Prende forma dunque una struttura binaria in cui i due possibili futuri di Dawn si snodano fianco a fianco, come una specie di sliding doors, tra due possibili vite se certe scelte non fossero state prese. E non tutto è realmente come sembra; uno sfasamento della realtà, come un piano parallelo, basta a fare cambiare direzione ad una vita? E se le cose fossero andate in un altro modo? Dawn deve affrontare i segreti e i dubbi della sua esistenza e le domande che non si è mai posta veramente: che aspetto ha una vita ben vissuta? Cosa ci aspettiamo dalle persone intorno a noi? Quando lasciamo questa terra, cosa ci lasciamo alle spalle? Facciamo delle scelte. . . o le subiamo? E chi saresti se non fossi diventato la persona che sei adesso? Il nocciolo del romanzo ruota attorno alle scelte, alla nostra mortalità, alle cose che ci lasciamo alle spalle e ai rimpianti che ci rimangono.

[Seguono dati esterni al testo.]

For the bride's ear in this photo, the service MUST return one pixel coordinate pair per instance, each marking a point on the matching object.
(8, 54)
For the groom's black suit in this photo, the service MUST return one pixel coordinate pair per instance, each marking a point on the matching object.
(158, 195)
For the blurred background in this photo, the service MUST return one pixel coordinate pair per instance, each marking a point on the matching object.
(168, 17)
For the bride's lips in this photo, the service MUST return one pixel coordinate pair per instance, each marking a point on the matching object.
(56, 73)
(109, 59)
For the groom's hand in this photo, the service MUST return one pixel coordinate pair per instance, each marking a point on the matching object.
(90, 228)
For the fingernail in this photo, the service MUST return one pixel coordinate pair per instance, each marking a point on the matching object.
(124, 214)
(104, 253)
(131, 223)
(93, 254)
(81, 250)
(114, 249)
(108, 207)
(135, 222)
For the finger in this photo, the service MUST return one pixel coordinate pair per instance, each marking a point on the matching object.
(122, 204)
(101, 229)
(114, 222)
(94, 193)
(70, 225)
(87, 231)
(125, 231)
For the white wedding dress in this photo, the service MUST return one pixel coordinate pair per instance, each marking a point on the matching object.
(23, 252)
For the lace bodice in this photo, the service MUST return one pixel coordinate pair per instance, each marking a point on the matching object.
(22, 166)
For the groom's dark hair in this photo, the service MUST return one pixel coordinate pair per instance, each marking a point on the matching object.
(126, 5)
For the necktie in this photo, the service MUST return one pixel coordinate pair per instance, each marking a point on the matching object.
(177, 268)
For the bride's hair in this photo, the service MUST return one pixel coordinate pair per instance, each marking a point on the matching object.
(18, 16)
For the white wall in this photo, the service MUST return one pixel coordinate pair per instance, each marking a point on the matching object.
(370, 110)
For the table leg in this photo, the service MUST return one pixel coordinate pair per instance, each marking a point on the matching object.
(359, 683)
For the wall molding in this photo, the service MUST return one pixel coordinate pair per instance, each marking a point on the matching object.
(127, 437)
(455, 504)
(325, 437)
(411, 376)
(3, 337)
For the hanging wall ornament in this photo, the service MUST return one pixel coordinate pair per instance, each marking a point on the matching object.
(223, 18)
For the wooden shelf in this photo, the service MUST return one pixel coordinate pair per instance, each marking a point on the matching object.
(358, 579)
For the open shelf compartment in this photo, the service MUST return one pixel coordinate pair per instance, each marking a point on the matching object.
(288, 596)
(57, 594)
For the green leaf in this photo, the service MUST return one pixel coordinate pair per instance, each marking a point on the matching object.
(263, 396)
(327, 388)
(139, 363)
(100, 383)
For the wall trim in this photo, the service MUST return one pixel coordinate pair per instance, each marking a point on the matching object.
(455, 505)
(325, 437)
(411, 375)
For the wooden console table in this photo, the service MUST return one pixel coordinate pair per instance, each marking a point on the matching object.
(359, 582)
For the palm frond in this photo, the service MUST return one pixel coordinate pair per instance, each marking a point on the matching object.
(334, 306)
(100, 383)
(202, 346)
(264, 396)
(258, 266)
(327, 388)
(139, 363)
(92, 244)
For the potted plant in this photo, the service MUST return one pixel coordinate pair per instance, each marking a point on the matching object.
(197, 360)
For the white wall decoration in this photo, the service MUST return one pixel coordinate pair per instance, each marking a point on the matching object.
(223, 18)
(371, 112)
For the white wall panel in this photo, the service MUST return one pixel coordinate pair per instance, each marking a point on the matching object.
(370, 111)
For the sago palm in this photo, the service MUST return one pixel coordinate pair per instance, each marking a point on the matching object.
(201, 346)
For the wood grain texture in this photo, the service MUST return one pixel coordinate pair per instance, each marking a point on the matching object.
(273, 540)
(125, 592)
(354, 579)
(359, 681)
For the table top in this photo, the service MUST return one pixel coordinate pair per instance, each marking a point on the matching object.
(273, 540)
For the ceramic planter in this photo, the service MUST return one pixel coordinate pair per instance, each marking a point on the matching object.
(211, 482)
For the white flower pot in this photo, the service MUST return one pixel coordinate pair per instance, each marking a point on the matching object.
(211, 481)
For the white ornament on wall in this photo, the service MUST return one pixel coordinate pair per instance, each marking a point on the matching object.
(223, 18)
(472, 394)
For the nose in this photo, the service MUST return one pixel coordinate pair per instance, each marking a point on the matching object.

La pesatura del cuore: il momento del Giudizio Divino

Picoult lavora su molte informazioni provenienti da una varietà di discipline – dall’arte alla scienza alla storia – con un focus sull’egittologia. C’è una forte inclinazione accademica in questo libro, che mescola insieme quesiti di scienze umane e filosofia, ad altri di egittologia e di fisica; l’autrice entra nei dettagli riguardanti la fisica quantistica, la materia di Brian, la storia dell’Egitto e i geroglifici, inserendo nel testo anche le immagini e le spiegazioni della scrittura. Anche sul lavoro di doula troviamo ampi capitoli di spiegazioni riguardanti i doveri e le preoccupazioni di chi ha questo ruolo.

Ma a volte le lunghe lezioni sembrano abbastanza separate dalla storia. Risulta evidente lo sforzo di Picoult per legare queste lunghe discussioni alla sua narrativa, ma a volte la connessione con la trama diventa piuttosto tenue e non è chiaro quale valore dovrebbe derivare separatamente dalla lezione di storia o di fisica che viene esposta. A volte queste parti fanno sembrare che il libro rallenti e fanno un po’ desiderare di tornare al focus della storia che lega i protagonisti: le strazianti scelte morali, le complicate dinamiche familiari, il profondo tuffo nelle questioni etiche, le domande sulle seconde possibilità, sull’aver preso le decisioni giuste e sull’implacabile finitezza della vita.

Qui potete leggere l’incipit.

Dopo gli studi di scrittura creativa a Princeton, Jodi Picoult ha lavorato come copywriter, editor ed insegnante di inglese. Nel 2003 ha vinto il New England Bookseller Award for Fiction e nel 2005 il Premio Alex con My Sister’s Keeper. È sposata con Tim Van Leer, conosciuto a Princeton, dal quale ha avuto tre figli, Samantha, Kyle e Jake. Vivono ad Hanover (New Hampshire), assieme a tre cani ed altri animali. Il romanzo La custode di mia sorella del 2004, da cui è stato tratto omonimo adattamento cinematografico, le ha dato molta notorietà. Ha scritto diversi romanzi, divenuti best sellers.